August 26: Education News We're Reading This Week
August 26, 2016 – Here’s our weekly roundup of education news you may have missed. Public schools face mixed approval ratings in national polls, as well as criticism for segregation. And facing rising college tuition and decreasing income, many students are on the move.
Elementary & Secondary Education:
A new report from EdBuild lists the country’s 50 most segregated school-district borders. “More than 60 percent of these borders are in Rust Best cities in upstate New York, Pennsylvania, Ohio, Michigan, eastern Wisconsin, and Illinois, which have suffered from patterns of disinvestment,” reports The Atlantic.
New polls from Education Next and Gallup show how Americans feel about public schools. NPR notes: “Partisan divides on education policy are wide. But they can be unpredictable” on issues such as overall approval, Common Core, and school choice.
- Inside Higher Ed reports on new research finding “a notable earnings payoff for attending the most selective four-year colleges,” even when factors such as gender, college major and parental income are controlled. Ten years after graduating from the most competitive colleges, students earn 19 percent more than graduates who attended a college not competitive in admissions.
An interactive graphic from ProPublica displays just how much college tuition increased between 2000 and 2014. During this time, in-state tuition and fees at public colleges rose 80 percent while the national median household income decreased by 7 percent.
- “Declines in state support for public universities have helped reshape the geography of public college admissions, leading many students to attend universities far from home, where they pay higher, out-of-state tuition,” explains The New York Times. Graphics accompanying the story illustrate which states send and receive the most students.

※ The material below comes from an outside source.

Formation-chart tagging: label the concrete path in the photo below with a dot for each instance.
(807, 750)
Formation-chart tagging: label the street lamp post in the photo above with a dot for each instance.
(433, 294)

“We need new ideas in pricing college,” says Jeffrey J. Selingo in an opinion piece for The Washington Post. Selingo suggests publishing tuition information based on family income and academic program; providing a guaranteed price for all four years; and rethinking the current model entirely.
Cooke Foundation Highlights:
Our Undergraduate Transfer Scholarship application is now open. Community college students who are determined to complete their bachelor’s degree can apply now for up to $40,000 per year, along with opportunities for study abroad, internship stipends, graduate school funding, and more! Start your application.
Cooke Scholar Sagar Chapagain, a 2015 recipient of the Undergraduate Transfer Scholarship now attending Cornell University, writes about how the upcoming election could change health care policy in the Ithaca Journal.
Arizona State University profiles Cooke Scholar Jacob Sorenson’s accomplishments in health care and research while he attended Mesa Community College. A new recipient of the Undergraduate Transfer Scholarship, Jacob is beginning this year as a junior and majoring in applied biological sciences.